More interesting to me in Right Time, Right Place is what became of Jews during my lifetime. I arrived in New York in a summer afternoon — 1977 — of Jewish popularity and prominence. Ed Koch became mayor, Woody Allen was still funny, Saul Bellow won a Nobel he had earned. Jews were cool (see pp. 56-7).
It seems unrecoverable now, almost unimaginable. This process I understand, somewhat. Much of it is Israel-driven. Years of anti-Israel Soviet propaganda did their work, and do it still, even as many of the stars whose light we see at night have actually gone out. The 1967 and 1973 wars were deeply humiliating to the Red Army: all those tanks chewed up by Israeli Shermans. Steps had to be taken, and were. Liberals, for their part, grew conflicted about defending a David that behaved like a Goliath. Was Exodus supposed to lead to Ariel Sharon? Finally, Israel acquired allies that simply embarrassed liberals, especially Jews. Liberty Baptist is a long way from Walter Benjamin.

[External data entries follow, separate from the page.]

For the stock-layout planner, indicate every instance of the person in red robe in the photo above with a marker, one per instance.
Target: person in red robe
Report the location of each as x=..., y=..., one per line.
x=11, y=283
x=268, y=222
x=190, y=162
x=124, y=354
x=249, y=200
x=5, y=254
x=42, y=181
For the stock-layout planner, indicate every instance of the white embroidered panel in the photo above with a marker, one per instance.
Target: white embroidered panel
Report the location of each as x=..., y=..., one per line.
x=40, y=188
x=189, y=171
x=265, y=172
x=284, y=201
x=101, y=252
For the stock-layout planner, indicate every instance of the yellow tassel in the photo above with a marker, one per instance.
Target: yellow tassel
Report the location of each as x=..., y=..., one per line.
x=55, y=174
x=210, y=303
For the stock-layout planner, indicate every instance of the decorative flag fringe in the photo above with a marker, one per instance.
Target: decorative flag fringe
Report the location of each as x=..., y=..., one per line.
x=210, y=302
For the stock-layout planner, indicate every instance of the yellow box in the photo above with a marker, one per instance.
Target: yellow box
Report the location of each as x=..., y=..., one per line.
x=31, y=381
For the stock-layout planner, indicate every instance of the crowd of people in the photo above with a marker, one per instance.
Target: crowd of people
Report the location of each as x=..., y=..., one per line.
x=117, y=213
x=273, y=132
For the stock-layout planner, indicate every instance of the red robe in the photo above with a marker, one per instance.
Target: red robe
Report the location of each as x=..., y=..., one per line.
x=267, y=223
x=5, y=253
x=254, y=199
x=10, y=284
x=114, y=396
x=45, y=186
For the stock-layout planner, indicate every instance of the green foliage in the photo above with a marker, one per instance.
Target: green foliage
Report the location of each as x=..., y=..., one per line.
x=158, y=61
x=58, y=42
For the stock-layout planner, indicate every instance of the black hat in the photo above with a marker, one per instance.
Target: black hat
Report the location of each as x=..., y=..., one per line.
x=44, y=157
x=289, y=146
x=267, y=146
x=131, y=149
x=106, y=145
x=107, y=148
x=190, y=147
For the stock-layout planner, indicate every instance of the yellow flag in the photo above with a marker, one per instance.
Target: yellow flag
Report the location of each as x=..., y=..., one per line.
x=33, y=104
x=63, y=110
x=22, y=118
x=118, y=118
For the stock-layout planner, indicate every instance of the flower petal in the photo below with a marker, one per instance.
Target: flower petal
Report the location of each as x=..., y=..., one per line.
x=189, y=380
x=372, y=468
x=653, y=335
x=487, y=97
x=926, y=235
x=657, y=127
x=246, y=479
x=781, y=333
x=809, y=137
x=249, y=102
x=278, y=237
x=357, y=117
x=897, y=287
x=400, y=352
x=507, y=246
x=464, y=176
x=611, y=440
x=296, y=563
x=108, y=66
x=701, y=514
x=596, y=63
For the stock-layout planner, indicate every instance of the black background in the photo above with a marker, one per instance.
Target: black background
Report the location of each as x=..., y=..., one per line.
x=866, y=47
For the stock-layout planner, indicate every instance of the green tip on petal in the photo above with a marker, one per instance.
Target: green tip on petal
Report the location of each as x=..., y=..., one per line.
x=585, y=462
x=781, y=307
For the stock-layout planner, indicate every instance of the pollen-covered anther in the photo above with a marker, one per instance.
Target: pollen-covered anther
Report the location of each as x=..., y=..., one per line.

For whatever reason, the tide has turned. In the Bush years "neoconservative" and "Straussian" simply meant, in common political parlance, "Jewish warmonger," and this languague came chiefly — apart from Pat Buchanan and a few Paulnuts — from mainstream liberals (see pp. 170 and 230-231). The fever has abated somewhat since the election of Barack Obama, though I wonder if it will it spike again as Afghanistan drags on.